Mademoiselle M., 1946
Pastel sur papier, 54,8 x 34,5 cm

L’homme et son visage occupent Ruth Baumgarte sa vie durant. Déjà pendant ses études, elle crée de nombreux portraits et capture l’atmosphère spécifique de son époque par l’interaction respective de la tête et de la posture. « Une nouvelle vie que fleurit sur les ruines. Une fleur minuscule sur une tige grotesque qui pousse sur des gravats, qui nous fait sourire par son assurance et qui nous console », écrit « Zeit » dans son édition du 11 avril 1946 sur la soif de la beauté dans l’après-guerre. À cette époque naît la feuille expressive avec une « Mademoiselle », qui fait partie des premiers pastels conservés de Ruth Baumgarte de 1946. Le dessin de 55 cm de hauteur fait également se manifester sa deuxième passion artistique : la couleur.

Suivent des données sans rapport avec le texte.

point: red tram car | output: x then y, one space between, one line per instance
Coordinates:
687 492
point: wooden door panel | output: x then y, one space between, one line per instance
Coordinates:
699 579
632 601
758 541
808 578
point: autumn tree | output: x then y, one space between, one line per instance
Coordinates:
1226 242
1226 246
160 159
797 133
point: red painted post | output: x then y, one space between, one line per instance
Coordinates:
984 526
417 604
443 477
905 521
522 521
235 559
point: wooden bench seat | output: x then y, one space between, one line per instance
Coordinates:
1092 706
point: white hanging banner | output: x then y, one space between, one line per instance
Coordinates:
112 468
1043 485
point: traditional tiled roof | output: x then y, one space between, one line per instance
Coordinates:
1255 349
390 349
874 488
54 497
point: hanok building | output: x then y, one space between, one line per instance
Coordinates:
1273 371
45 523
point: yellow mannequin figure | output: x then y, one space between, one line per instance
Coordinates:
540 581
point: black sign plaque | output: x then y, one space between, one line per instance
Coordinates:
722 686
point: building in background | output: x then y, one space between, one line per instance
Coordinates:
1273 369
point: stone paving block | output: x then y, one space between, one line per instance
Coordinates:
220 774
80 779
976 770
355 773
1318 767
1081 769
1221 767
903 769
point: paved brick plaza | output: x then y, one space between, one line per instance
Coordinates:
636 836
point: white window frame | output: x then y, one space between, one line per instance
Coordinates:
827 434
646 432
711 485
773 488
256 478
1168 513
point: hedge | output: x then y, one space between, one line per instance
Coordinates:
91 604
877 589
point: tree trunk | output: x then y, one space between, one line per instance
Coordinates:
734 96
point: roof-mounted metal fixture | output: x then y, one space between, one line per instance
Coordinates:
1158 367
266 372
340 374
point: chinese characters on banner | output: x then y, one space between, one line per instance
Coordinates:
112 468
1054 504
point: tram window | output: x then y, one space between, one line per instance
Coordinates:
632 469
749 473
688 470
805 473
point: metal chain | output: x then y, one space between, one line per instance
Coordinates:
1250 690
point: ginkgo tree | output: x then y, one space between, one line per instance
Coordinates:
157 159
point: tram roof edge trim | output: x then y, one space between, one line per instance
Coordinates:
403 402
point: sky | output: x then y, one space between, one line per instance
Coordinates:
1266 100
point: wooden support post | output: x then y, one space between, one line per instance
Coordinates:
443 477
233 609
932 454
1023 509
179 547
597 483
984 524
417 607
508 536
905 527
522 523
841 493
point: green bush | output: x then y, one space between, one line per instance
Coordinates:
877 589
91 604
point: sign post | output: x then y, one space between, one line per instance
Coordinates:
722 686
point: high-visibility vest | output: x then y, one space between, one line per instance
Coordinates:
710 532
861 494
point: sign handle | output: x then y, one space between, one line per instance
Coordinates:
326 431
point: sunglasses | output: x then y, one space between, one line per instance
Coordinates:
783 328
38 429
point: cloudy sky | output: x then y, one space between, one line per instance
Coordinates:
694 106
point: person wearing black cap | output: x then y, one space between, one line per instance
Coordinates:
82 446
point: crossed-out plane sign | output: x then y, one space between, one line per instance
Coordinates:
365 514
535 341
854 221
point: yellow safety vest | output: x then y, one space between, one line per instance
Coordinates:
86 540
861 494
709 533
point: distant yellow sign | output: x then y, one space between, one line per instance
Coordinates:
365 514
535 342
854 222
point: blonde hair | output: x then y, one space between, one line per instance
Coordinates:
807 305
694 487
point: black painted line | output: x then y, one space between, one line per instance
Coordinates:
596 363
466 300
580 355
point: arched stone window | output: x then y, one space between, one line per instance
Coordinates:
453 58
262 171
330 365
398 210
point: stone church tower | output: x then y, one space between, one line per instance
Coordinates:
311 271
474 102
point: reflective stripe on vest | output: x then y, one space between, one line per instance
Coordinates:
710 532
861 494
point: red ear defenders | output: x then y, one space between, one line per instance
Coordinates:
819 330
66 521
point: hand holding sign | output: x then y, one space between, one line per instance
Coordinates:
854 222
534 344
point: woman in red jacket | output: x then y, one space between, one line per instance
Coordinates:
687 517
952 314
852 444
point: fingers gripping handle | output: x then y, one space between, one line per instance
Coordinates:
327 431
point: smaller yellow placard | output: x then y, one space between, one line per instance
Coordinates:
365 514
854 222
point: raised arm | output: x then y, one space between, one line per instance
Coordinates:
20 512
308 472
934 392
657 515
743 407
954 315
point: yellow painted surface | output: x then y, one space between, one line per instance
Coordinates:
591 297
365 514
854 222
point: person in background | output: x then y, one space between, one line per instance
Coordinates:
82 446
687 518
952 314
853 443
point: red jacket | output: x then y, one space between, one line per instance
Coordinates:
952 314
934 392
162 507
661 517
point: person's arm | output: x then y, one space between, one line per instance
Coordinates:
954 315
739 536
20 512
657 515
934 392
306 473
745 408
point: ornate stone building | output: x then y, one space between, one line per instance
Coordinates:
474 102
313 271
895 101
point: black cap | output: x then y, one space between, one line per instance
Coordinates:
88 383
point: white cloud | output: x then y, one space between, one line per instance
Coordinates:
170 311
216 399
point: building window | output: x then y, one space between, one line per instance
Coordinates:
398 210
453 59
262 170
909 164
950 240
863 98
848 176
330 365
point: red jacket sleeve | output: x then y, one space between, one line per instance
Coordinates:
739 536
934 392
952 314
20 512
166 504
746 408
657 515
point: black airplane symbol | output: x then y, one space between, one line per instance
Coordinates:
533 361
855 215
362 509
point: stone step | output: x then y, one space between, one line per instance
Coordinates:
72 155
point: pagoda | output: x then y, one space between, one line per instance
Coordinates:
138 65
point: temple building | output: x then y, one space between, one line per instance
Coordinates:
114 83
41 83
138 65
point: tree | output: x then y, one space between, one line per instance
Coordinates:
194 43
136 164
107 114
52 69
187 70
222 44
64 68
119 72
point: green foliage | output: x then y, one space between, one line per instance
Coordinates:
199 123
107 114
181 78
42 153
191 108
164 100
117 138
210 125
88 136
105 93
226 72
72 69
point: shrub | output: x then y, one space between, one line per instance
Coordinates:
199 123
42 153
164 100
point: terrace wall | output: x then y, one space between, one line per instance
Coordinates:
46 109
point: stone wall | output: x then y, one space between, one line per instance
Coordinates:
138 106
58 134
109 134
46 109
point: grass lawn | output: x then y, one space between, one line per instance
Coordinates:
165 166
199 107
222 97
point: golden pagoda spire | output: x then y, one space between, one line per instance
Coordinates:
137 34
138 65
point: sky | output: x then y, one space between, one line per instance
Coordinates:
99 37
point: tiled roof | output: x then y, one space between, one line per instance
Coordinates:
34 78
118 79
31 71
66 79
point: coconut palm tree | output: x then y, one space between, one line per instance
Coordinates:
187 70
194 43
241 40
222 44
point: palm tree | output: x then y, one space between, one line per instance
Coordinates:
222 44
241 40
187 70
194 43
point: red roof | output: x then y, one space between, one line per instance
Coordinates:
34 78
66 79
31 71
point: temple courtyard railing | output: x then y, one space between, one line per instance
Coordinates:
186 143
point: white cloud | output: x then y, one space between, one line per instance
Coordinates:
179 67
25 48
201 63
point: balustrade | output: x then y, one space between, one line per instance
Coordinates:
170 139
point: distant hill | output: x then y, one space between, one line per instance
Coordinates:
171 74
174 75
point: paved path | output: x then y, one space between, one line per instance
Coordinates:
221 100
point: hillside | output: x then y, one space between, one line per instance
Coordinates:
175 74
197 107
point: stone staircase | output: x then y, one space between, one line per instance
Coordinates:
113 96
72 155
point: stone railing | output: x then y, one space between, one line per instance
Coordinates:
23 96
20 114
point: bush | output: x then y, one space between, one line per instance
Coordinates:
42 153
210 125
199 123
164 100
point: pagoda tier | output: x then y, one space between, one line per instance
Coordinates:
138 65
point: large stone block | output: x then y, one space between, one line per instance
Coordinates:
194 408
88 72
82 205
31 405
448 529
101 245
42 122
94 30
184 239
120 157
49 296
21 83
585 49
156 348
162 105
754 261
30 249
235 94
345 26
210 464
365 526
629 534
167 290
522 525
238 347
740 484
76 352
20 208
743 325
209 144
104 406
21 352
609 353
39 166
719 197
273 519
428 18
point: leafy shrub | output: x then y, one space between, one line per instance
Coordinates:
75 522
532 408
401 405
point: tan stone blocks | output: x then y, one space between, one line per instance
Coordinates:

Telle une apparition magique, le demi-buste d’une jeune femme aux yeux gris-bleu ressortit du dessin. Sa présentation est inhabituelle pour la période d’après-guerre : elle ne porte pas de béret basque ou un chapeau en feutre courants à l’époque, mais une création élégante en fourrure, soie et décoration florale qui couronne sa tête plus qu’elle ne la protège. La peintre rend sensible la texture délicate des tissus par des parties légères et colorées subtilement en rouge rouille jusqu’à jaune. Par des traits sporadiques par-dessus les joues incandescentes de rouge et des lèvres légèrement ouvertes, elle esquisse une voilette transparente.

La jeune femme se représente avec sa parure comme une fleur à parfum séducteur. Or, son regard direct et son menton résolu indiquent qu’elle connaît exactement l’effet que produit sa féminité sur son vis-à-vis. Par ce portrait de la mademoiselle anonyme M., Ruth Baumgarte rend hommage à toutes les femmes qui devaient se débrouiller dans la période bouleversée après 1945.